In dem Track "What made you wild" singst du "All you need to know to feed your mind is to remember what you liked as a child". Wie warst du denn als Kind, was hat dich ‚wild‘ gemacht?
Marusha: Ich war ein freies Kind, dass mit vielen Werten und viel Liebe aufwachsen durfte. Meine Eltern haben mich immer gelassen wie ich bin und dafür bin ich sehr dankbar!

War es denn jemals so, dass deine Eltern dich an der Ausübung von Techno-Musik hindern wollten?
Marusha: Nein, überhaupt nicht. Ich glaube, dass wäre auch gar nicht so einfach gewesen …

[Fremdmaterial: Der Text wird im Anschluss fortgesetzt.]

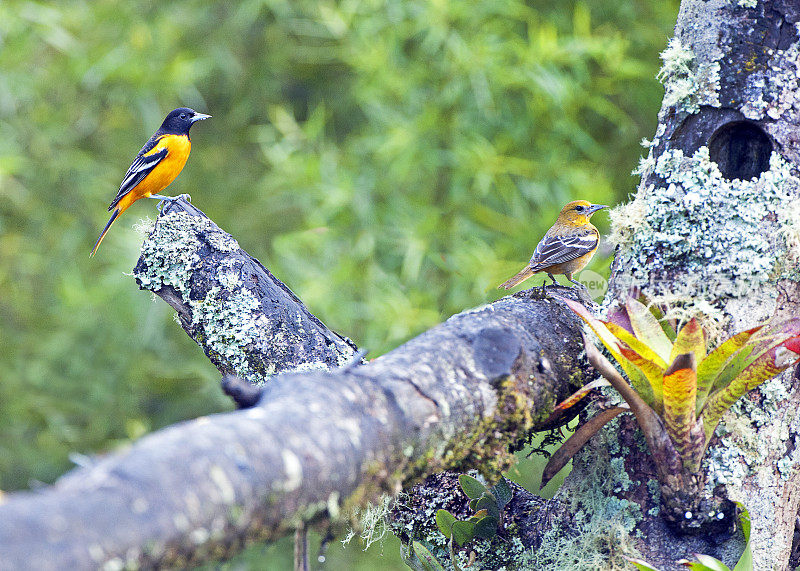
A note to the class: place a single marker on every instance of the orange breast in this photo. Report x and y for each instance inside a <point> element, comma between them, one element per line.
<point>178,147</point>
<point>572,266</point>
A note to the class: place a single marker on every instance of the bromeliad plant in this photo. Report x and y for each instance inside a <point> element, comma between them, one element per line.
<point>678,391</point>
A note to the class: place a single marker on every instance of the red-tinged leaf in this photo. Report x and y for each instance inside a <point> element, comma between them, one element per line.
<point>631,341</point>
<point>710,368</point>
<point>603,366</point>
<point>596,325</point>
<point>574,399</point>
<point>653,375</point>
<point>680,390</point>
<point>707,563</point>
<point>769,364</point>
<point>648,329</point>
<point>690,339</point>
<point>619,317</point>
<point>793,344</point>
<point>445,521</point>
<point>575,442</point>
<point>636,376</point>
<point>665,323</point>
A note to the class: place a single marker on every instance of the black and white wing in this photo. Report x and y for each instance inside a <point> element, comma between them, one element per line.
<point>554,250</point>
<point>141,166</point>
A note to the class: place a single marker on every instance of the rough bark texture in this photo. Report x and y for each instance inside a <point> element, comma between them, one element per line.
<point>245,319</point>
<point>458,396</point>
<point>713,230</point>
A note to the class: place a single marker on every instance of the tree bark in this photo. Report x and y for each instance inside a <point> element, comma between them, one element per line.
<point>713,231</point>
<point>458,396</point>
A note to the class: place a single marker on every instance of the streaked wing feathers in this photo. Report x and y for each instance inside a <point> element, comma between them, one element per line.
<point>554,250</point>
<point>142,166</point>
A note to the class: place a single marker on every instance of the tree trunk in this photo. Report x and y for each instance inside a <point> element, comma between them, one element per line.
<point>714,228</point>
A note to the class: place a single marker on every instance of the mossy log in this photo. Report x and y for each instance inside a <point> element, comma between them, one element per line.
<point>460,396</point>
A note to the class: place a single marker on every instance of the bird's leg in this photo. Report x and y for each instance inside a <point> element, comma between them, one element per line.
<point>544,282</point>
<point>161,198</point>
<point>577,283</point>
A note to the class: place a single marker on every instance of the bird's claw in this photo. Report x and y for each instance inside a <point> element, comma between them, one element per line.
<point>170,199</point>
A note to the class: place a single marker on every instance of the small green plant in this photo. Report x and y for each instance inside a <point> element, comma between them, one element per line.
<point>678,392</point>
<point>487,505</point>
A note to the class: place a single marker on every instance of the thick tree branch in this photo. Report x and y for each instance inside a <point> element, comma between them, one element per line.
<point>245,319</point>
<point>458,396</point>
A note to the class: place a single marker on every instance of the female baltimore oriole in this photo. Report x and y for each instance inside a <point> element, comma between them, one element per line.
<point>157,164</point>
<point>566,248</point>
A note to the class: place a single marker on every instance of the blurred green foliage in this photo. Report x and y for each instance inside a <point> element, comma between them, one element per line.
<point>390,160</point>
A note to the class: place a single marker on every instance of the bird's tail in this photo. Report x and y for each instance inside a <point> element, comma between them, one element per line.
<point>116,213</point>
<point>520,277</point>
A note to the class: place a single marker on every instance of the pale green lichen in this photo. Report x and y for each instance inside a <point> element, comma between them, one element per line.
<point>599,533</point>
<point>708,230</point>
<point>226,317</point>
<point>687,85</point>
<point>772,86</point>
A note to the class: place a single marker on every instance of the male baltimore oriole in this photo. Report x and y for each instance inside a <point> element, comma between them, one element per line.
<point>157,164</point>
<point>566,248</point>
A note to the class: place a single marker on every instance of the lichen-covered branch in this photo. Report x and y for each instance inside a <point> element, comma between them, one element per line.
<point>458,396</point>
<point>245,319</point>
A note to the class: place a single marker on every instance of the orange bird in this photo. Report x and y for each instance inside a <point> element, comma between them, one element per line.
<point>566,248</point>
<point>157,164</point>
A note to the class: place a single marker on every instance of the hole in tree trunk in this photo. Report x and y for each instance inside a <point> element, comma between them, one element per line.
<point>740,149</point>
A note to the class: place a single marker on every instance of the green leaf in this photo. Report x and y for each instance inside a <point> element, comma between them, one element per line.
<point>690,339</point>
<point>575,442</point>
<point>636,376</point>
<point>426,558</point>
<point>502,491</point>
<point>463,531</point>
<point>771,362</point>
<point>472,487</point>
<point>659,315</point>
<point>445,521</point>
<point>489,503</point>
<point>712,366</point>
<point>653,374</point>
<point>648,329</point>
<point>745,562</point>
<point>486,527</point>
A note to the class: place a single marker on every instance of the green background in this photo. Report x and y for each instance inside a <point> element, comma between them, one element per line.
<point>391,161</point>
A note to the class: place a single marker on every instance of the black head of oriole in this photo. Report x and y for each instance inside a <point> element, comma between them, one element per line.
<point>159,161</point>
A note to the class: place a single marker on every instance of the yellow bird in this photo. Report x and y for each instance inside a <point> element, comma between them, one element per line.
<point>566,248</point>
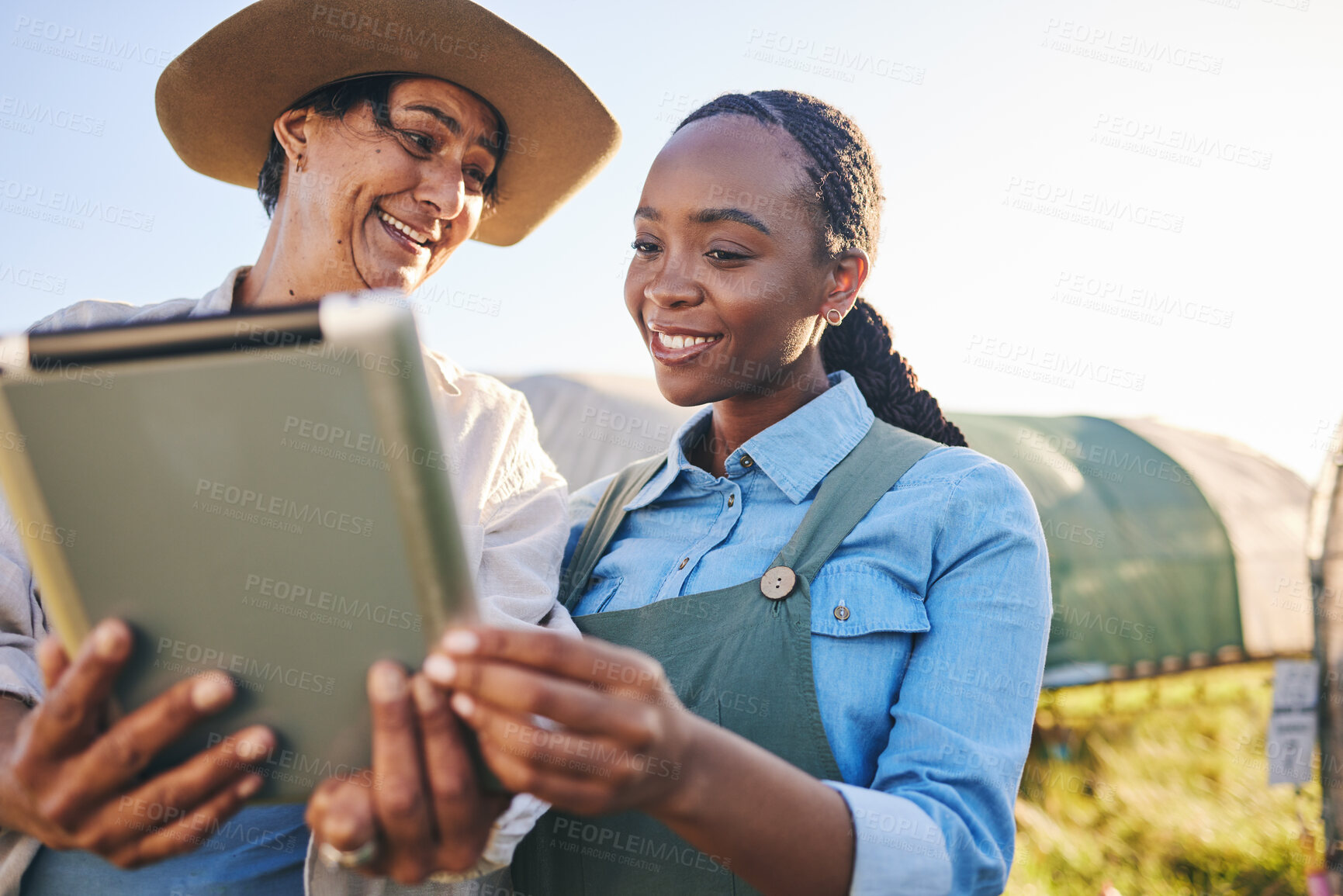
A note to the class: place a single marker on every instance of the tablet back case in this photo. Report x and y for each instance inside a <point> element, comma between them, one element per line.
<point>279,512</point>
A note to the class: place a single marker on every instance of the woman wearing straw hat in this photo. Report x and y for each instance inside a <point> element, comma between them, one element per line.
<point>380,136</point>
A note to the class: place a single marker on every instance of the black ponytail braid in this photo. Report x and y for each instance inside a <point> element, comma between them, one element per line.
<point>848,192</point>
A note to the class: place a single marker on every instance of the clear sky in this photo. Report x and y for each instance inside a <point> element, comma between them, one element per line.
<point>1113,209</point>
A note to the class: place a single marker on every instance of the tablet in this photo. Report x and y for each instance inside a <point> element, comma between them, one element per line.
<point>261,493</point>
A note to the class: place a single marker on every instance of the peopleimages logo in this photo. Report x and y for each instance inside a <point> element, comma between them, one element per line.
<point>251,669</point>
<point>255,507</point>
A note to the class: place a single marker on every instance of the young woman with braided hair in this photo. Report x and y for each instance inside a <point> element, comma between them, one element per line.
<point>817,625</point>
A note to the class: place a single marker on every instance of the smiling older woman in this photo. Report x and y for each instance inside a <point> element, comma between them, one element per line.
<point>379,141</point>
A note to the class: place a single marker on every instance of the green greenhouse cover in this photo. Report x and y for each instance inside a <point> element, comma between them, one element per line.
<point>1141,563</point>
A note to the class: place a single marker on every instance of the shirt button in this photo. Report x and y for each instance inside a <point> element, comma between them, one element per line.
<point>777,583</point>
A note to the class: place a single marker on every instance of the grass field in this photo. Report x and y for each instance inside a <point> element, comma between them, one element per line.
<point>1161,787</point>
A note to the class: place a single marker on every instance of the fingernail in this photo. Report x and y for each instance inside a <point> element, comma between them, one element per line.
<point>250,785</point>
<point>108,640</point>
<point>387,683</point>
<point>254,743</point>
<point>211,692</point>
<point>461,641</point>
<point>441,669</point>
<point>426,695</point>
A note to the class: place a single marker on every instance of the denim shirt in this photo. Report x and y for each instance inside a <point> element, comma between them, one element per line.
<point>928,681</point>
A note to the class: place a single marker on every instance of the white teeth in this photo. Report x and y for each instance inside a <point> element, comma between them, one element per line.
<point>676,340</point>
<point>402,226</point>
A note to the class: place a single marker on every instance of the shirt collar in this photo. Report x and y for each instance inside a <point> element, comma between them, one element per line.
<point>220,300</point>
<point>795,453</point>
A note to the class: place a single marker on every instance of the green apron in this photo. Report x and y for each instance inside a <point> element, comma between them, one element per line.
<point>739,657</point>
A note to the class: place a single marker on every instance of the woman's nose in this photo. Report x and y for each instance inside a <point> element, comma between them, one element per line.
<point>673,284</point>
<point>445,187</point>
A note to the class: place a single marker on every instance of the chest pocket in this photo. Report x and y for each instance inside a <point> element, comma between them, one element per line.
<point>852,600</point>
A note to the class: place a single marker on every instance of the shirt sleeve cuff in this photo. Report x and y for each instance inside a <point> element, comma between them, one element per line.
<point>898,850</point>
<point>508,832</point>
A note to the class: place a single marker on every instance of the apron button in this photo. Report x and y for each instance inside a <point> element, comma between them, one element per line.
<point>777,583</point>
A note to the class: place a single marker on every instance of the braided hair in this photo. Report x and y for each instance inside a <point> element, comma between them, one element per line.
<point>848,192</point>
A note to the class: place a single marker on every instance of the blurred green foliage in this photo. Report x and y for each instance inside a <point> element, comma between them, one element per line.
<point>1159,787</point>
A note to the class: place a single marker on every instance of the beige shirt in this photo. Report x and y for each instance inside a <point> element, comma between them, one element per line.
<point>514,523</point>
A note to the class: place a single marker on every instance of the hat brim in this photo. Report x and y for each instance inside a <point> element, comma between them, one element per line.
<point>218,101</point>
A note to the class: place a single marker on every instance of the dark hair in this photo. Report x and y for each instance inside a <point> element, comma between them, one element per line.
<point>339,99</point>
<point>848,192</point>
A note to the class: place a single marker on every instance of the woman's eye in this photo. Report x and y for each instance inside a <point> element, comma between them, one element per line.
<point>422,141</point>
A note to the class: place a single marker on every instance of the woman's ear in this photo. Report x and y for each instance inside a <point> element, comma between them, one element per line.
<point>292,132</point>
<point>848,273</point>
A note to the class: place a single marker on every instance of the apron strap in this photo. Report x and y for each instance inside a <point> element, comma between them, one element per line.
<point>849,492</point>
<point>601,528</point>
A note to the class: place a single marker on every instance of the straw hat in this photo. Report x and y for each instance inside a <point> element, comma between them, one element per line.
<point>220,99</point>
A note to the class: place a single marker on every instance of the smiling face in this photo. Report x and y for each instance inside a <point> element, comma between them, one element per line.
<point>369,206</point>
<point>727,285</point>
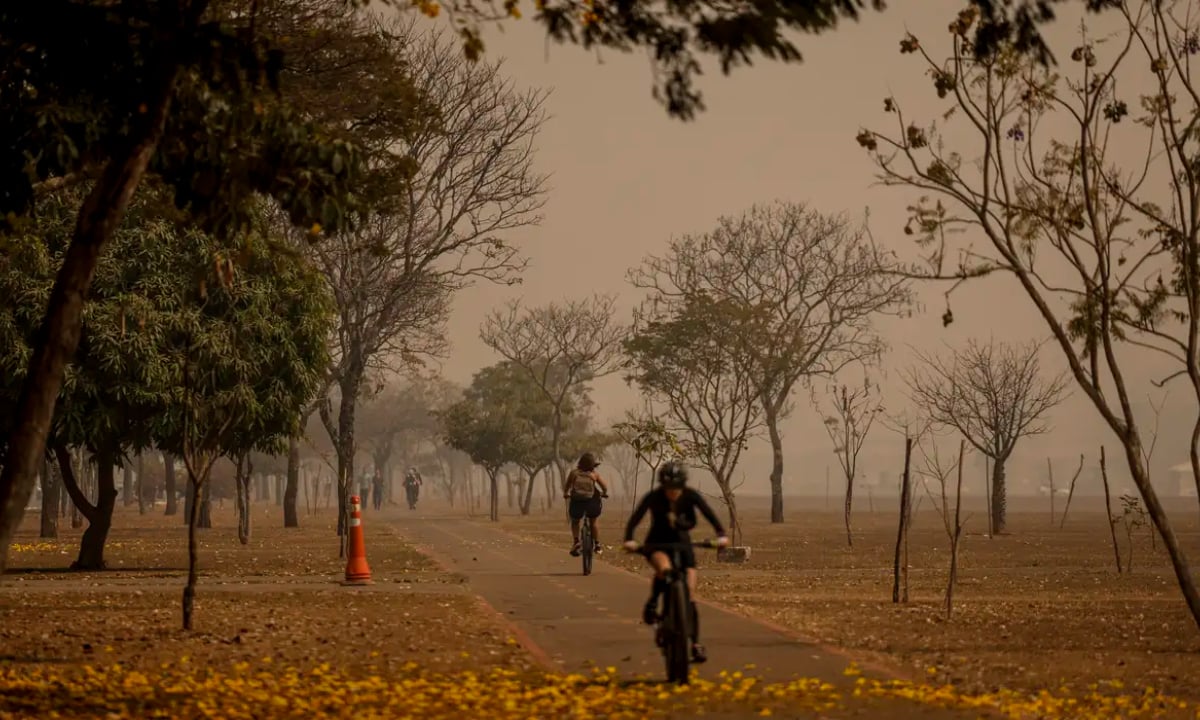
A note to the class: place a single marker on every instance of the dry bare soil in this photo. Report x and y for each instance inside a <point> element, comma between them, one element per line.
<point>1038,607</point>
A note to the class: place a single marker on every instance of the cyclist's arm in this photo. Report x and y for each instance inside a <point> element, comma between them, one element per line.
<point>707,511</point>
<point>636,517</point>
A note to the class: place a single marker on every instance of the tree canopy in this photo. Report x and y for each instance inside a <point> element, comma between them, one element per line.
<point>679,34</point>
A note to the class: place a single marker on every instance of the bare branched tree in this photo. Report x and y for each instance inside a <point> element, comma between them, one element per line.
<point>994,395</point>
<point>1035,162</point>
<point>451,179</point>
<point>849,421</point>
<point>808,287</point>
<point>561,346</point>
<point>684,358</point>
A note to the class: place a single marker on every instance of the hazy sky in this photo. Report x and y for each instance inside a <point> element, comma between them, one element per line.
<point>625,178</point>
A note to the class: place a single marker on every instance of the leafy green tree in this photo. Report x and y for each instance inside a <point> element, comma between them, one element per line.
<point>247,348</point>
<point>801,289</point>
<point>168,89</point>
<point>490,424</point>
<point>561,347</point>
<point>393,277</point>
<point>115,385</point>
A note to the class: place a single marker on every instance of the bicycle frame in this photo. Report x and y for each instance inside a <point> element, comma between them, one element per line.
<point>587,541</point>
<point>675,627</point>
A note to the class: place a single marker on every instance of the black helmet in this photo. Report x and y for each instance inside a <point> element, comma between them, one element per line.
<point>588,462</point>
<point>672,474</point>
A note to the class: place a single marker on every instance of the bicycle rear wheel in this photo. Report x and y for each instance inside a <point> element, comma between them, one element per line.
<point>675,624</point>
<point>586,547</point>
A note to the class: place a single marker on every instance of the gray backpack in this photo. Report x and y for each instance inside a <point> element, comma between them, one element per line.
<point>583,485</point>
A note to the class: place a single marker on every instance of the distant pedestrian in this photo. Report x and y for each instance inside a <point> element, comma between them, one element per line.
<point>413,486</point>
<point>377,490</point>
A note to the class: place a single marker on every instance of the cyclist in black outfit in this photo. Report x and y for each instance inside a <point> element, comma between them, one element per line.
<point>672,508</point>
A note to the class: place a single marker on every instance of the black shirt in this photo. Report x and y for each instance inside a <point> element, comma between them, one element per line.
<point>667,523</point>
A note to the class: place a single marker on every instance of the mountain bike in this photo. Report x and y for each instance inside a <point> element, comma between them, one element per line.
<point>673,630</point>
<point>587,541</point>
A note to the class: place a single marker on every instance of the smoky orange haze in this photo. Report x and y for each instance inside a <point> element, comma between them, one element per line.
<point>625,179</point>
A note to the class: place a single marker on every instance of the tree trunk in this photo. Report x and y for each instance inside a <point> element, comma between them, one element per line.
<point>1108,510</point>
<point>168,471</point>
<point>141,487</point>
<point>189,498</point>
<point>777,469</point>
<point>343,443</point>
<point>987,493</point>
<point>731,504</point>
<point>59,334</point>
<point>999,497</point>
<point>205,520</point>
<point>493,513</point>
<point>527,501</point>
<point>898,567</point>
<point>126,485</point>
<point>52,492</point>
<point>551,492</point>
<point>1138,471</point>
<point>291,517</point>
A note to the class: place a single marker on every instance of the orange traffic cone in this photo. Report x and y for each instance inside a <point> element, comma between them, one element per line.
<point>357,570</point>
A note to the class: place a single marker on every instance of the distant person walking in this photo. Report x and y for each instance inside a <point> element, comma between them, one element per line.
<point>364,489</point>
<point>377,490</point>
<point>413,486</point>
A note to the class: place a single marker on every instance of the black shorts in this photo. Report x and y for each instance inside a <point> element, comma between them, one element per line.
<point>687,556</point>
<point>585,507</point>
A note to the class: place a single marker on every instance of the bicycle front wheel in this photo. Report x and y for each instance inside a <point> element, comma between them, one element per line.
<point>587,549</point>
<point>676,624</point>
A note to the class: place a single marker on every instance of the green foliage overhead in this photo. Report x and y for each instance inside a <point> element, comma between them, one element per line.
<point>257,319</point>
<point>83,76</point>
<point>504,417</point>
<point>679,33</point>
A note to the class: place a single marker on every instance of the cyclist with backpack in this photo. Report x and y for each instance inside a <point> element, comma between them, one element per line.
<point>583,490</point>
<point>672,507</point>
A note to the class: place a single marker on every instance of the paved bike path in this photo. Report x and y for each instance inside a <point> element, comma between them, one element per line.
<point>575,623</point>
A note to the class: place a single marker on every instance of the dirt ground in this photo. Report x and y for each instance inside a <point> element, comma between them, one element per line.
<point>275,598</point>
<point>1038,607</point>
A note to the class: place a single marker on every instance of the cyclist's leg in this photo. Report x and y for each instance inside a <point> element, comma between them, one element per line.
<point>697,651</point>
<point>594,508</point>
<point>661,563</point>
<point>575,510</point>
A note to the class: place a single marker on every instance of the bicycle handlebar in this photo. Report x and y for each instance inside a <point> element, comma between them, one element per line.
<point>669,546</point>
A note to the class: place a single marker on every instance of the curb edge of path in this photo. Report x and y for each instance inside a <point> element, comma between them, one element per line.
<point>539,655</point>
<point>889,670</point>
<point>886,669</point>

Auf "Offbeat" finden sich englischsprachige Tracks aber auch deutschsprachige wie "Erdenlicht" oder "Drachenengel". Warum dieser Sprach-Mix?
Marusha: Nun, die deutsche Sprache ist die Sprache der Dichter und Denker. Sie ist hoch an Poesie und das hat mich letztendlich dazu bewegt, das zu tun.

Wusstest du schon zu Beginn der Produktion von "Offbeat" wo du mit dieser Platte hinmöchtest?
Marusha: Ja, ich hatte von Anfang an vor ein gebrochenes Album zu produzieren, bestehend aus vielen verschiedenen Elementen und das ist mir, denke ich, auch gelungen.

Im kommenden Jahr wirst du von einer "International Peace Foundation" als Gast nach Bangkok eingeladen und eine Audienz bei dem thailändischen Königspaar ist geplant. Was hat es damit auf sich?
Marusha: Nun, ich beteilige mich an dem Friedensprogramm dieser Foundation und halte das auch für sehr wichtig. Zu diesem Treffen kommen viele Nobelpreisträger, Dichter, Denker und Physiker und es finden Diskussionen über eine bessere Welt statt. Ich bin gespannt, welche neuen Impulse ich da so bekomme.

Unsere Schlussfrage: Das Leben ist ein Comic – welche Figur bist du?
(in unserem ersten Interview entschied sich Marusha für die kleine Ente Gina bei Pinocchio)

Marusha: Da fällt mir nur einer ein: Shrek – grün und schön lebendig!